I sent an e-mail to one of my colleagues last night about a bill introduced in the state of Minnesota that would potentially allow managed care companies to replace inpatient psychiatrists with nonphysicians. She thought that was consistent with the managed-care model of high volume and low quality inpatient treatment. She also reminded me of the concept that inpatient units used to be a place where people came to heal. Over the years that I worked in inpatient settings it is apparent that severe psychiatric disorders take their toll and it takes a lot to recover. Many people are admitted with acute hypertension, dehydration, malnutrition and weight loss, tachycardia, acute blood loss, and any number of stressful physical conditions in addition to their primary psychiatric diagnosis. At least half of the patients admitted to the acute psychiatric inpatient units have been using alcohol, cocaine, or other intoxicants that worsen their physiological state. In some cases such as catatonia, the psychiatric illness alone is life-threatening. Before there were effective treatments some forms of catatonia had an 85% mortality rate.

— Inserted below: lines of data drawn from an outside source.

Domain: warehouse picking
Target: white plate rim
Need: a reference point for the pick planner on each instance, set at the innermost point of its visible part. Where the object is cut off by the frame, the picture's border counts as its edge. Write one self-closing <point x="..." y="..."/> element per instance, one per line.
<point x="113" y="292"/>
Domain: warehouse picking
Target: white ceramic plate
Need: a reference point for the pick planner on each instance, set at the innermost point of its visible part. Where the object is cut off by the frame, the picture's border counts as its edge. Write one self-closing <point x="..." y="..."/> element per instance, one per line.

Not too long ago when we had more functional inpatient treatment people had time to recover. It was not uncommon to see patients with bipolar disorder take at least 2 to 4 weeks to recover from an acute episode. Inpatient psychiatrists and nursing staffs were experts in supportive care and patience invariably left the hospital in much better condition than they came in. That is no longer the case. Today the artificial pressure to make money restricts inpatient care to a number of days rather than weeks. That is well below the time frame that it takes for any of the known psychiatric medications to actually work. In the case of the patient with mental illness and substance abuse disorder, they may have only completed detoxification stage by the day of discharge. They leave the hospital in only slightly better shape than they came in. In many cases, their families were trying to assist them prior to admission and they discovered they could not help.
I don't think that there should be any mistake that the current system is driven strictly by cash flow and the cash flow to psychiatry has always been limited. The business of managed care companies is not to give patients with severe psychiatric disorders the time they need to heal. The business of managed care companies is to make money and use any rationalization along the way to do that. Those currently include the idea that you should only be on an inpatient unit if you are acutely suicidal or aggressive. The other consideration is that the inpatient atmosphere should not be designed with patient comfort in mind, because we all know that if is too comfortable - somebody might want to stay longer than the system wants them to.